For decades, he worked with standard fillet knives — mostly fixed blades because available electric fillet knives don’t hold up to the challenges of sawing through the thick scales and heavy bones of many fish. And even if the electric knives did work for thinner skinned fish, running them for long periods would result in, at best, their overheating or, at worst, seizing, stripping or melting gears. And that’s if there was an electric outlet close by, which often is not the case for anglers who clean their fish at dockside.

Frustrating experience


It was long, hot, tiring, frustrating work.

It would wear you out. I knew there had to be a better way,” Bates said.

He found it. And now other anglers can, too, through Bates’ Filletzall blades.

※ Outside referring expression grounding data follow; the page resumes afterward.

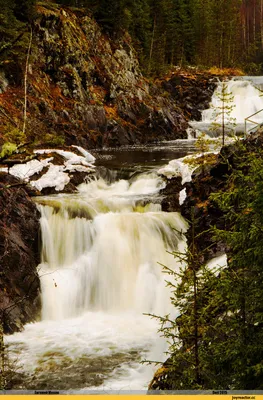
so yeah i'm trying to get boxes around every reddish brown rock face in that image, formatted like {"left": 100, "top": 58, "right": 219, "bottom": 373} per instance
{"left": 0, "top": 5, "right": 189, "bottom": 149}
{"left": 0, "top": 173, "right": 41, "bottom": 333}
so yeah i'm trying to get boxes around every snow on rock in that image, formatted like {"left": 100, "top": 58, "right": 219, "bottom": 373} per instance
{"left": 0, "top": 167, "right": 8, "bottom": 173}
{"left": 71, "top": 145, "right": 96, "bottom": 163}
{"left": 30, "top": 164, "right": 70, "bottom": 192}
{"left": 34, "top": 147, "right": 95, "bottom": 172}
{"left": 9, "top": 158, "right": 53, "bottom": 181}
{"left": 6, "top": 146, "right": 96, "bottom": 193}
{"left": 179, "top": 188, "right": 187, "bottom": 205}
{"left": 158, "top": 155, "right": 195, "bottom": 184}
{"left": 158, "top": 152, "right": 218, "bottom": 184}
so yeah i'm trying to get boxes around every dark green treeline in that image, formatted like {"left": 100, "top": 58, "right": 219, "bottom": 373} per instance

Bates, who has experience in metal work, had an idea. He removed the plastic handle from one of his favorite fillet knives, a Dexter-Russell with an 8-inch serrated blade.

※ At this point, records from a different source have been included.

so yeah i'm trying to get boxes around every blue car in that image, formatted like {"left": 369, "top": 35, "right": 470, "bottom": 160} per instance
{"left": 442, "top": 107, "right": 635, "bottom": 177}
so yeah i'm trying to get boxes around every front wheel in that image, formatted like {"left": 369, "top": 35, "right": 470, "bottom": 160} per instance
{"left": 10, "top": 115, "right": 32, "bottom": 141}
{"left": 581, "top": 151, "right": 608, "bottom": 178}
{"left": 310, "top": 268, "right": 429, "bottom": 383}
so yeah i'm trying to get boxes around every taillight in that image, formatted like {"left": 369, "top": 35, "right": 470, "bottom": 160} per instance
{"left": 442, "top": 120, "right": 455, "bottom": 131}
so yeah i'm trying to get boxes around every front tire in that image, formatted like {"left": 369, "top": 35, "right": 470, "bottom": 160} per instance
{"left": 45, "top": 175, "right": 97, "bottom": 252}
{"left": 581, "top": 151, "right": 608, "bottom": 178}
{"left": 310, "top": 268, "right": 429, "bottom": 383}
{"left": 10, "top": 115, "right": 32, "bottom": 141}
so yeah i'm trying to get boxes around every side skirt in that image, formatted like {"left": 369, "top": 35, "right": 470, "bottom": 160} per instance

He then ground and shaped the knife’s now-exposed tang to the universal shape/design of blades made to fit all electric reciprocating saws. It was challenging, exacting work, especially drilling the small hole in the tang required to make the blade fit the reciprocating saw, he said.

Bates fit the modified Dexter blade to a handheld, cordless reciprocating saw — compact versions of the two-handed reciprocating saws used in construction and demolition. The reciprocating saws, often generically termed “Sawzalls” after the Milwaukee Electric Tools version of the machine, move their blades in the same push-pull motion as electric fillet knives, but with much more power and speed. Even more important, the compact reciprocating saws are infinitely more durable, immune to overheating and just plain bulletproof than standard electric fillet knives. They can run for hours and never miss a beat. Bates used that first modified blade for a full year.

A ‘better way’


The high-carbon Dexter blade mated with a compact but powerful cordless reciprocating saw “cut through fish like butter,” Bates said. It easily sliced through heavy scales and bones of redfish, black drum, sheepshead, snapper and other species.

I cleaned every fish we brought in with it, testing it,” Bates said. “It was an unbelievably better way to clean fish.”

Even after hundreds — thousands? — of fish, the blade was still sharp enough to easily do its job.

It’s just so much easier and faster,” Bates said. “There’s just no comparison.”

Bates was not the first person to modify a fillet knife blade to fit a powerful compact reciprocating saw. A handful of other anglers and especially guides, mostly along the Gulf Coast, have been doing this themselves or taking blades to machine shops to have the tangs milled to the universal fitment for all reciprocating saws.

But none had really taken it much beyond that. Bates did.